Лизе квартира Пожарских не понравилась, слишком все строго и правильно. И слишком мало лишнего.
— Где уют-то? — негодовала она, расхаживая по комнатам. — Где слоники на комоде, где кружевные салфеточки? И где, кстати, сам комод? Казарма, чистая казарма.
— Неудивительно, Пожарский — бывший военный.
— Хорошо, — не сдавалась Лиза. — Вместо слоников мог бы украсить помещение игрушечными танками — большой, поменьше, еще поменьше и малюсенький.
— Ты думаешь, он служил в танковых войсках?
— Я фигурально рассуждаю. Пусть не танки, пусть самолетики или зениточки. Всяко уютней получилось бы.
Я не разделяла Лизиной уверенности, что военная техника в миниатюре, расставленная на кружевных салфетках, способна придать дому уют. Но спорить не стала. Только заметила ворчливо:
— Мы вообще-то пришли сюда не по поводу интерьера.
— Да! — Лиза с увлечением набросилась на платяные шкафы. — Поехали! Для начала нам нужно напрячь мозги и догадаться, в каком виде она бегала на свидания.
— Чего тут напрягать? Бегала она в отсутствие мужа, то есть днем. Прикрывалась наверняка парикмахерскими, фитнес-клубами и прочими глупостями. Значит, одежда была самая демократичная.
— Нам «самая демократичная» не годится. Нам нужно нечто особенное, чего нет у каждой второй московской бабы, потому что в нашем случае встречать ее будут именно по одежке. — Лиза углубилась в огромное нутро шкафа. — Вот! — Она достала замшевые брюки бледно-фиолетового цвета с накладными карманами. — Редкая вещичка, подойдет.
— Если, конечно, она хоть раз надевала их на встречу с любовником.
— Знаешь, у тебя сегодня какое-то склочное настроение! — напустилась на меня Лиза. — Разумеется, мы рискуем. И тычем пальцем в небо. Но небо-то маленькое, есть шанс попасть.
К фиолетовым штанам Лиза подобрала светло-сиреневую широкую блузку:
— Судя по фотографиям, она любит игру полутонов. Ты заметила? К коричневым штанам она надевает бежевые кофточки, а к синим — голубые. Мне кажется, мы идем правильным путем.
По поводу верхней одежды нам не пришлось ломать голову — текущему осеннему сезону соответствовал только черный кожаный плащ, черные же ботинки на высокой рифленой подошве и черно-желтый зонт на длинной нескладывающейся ручке.
Из аксессуаров мы забрали темные очки в форме кошачьих глазок и серебристый шарфик.
Упаковав ворованное, мы отбыли к Лизиной подружке — актрисульке, которая с нетерпением, свойственным всем творческим натурам, ждала нас у себя дома.

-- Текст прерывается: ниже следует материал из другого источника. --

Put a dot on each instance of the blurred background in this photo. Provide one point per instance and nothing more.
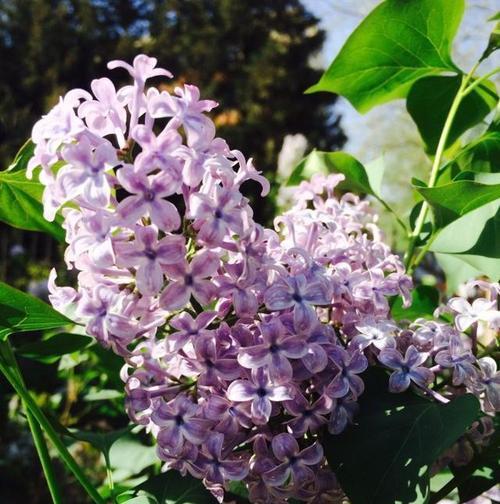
(255, 58)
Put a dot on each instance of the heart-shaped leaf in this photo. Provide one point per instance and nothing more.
(453, 200)
(50, 349)
(395, 45)
(386, 456)
(21, 204)
(20, 312)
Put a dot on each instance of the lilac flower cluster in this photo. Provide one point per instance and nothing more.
(240, 343)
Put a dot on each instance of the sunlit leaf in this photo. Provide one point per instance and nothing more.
(396, 44)
(20, 312)
(429, 101)
(387, 455)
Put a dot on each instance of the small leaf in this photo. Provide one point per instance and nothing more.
(103, 441)
(425, 300)
(50, 349)
(172, 488)
(395, 45)
(21, 204)
(20, 312)
(394, 442)
(429, 102)
(22, 158)
(358, 177)
(474, 238)
(453, 200)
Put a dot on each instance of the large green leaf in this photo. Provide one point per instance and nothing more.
(172, 488)
(358, 178)
(429, 101)
(474, 238)
(20, 312)
(396, 44)
(50, 349)
(21, 204)
(386, 456)
(453, 200)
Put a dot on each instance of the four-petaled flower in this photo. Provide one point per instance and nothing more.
(261, 391)
(177, 421)
(407, 369)
(149, 256)
(274, 351)
(294, 464)
(190, 279)
(301, 295)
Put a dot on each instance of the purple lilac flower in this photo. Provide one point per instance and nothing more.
(458, 358)
(301, 295)
(274, 351)
(261, 391)
(294, 463)
(489, 383)
(149, 256)
(407, 369)
(349, 365)
(214, 464)
(147, 198)
(190, 279)
(177, 421)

Бросив прощальный и по-прежнему неодобрительный взгляд в глубь квартиры Пожарских, Лиза пробормотала себе под нос:
— Или маленькие кирзовые сапожки. Один — в натуральную величину, а самый маленький — с наперсток. Но обязательно на кружевных салфетках!
Актрисульку звали Лера. Судя по всему, маленькие роли во второразрядном театре порядком ей наскучили, во всяком случае, она набросилась на нас, как голодный журналист на дармовой фуршет. Ей хотелось сыграть роль! Роль, а не эпизод, и это меня слегка насторожило, поскольку по нашему плану она должна была строго держаться самой границы кадра и не приближаться на опасное расстояние к партнеру. Мелькнуть вдали — и исчезнуть, опять мелькнуть — и опять пропасть.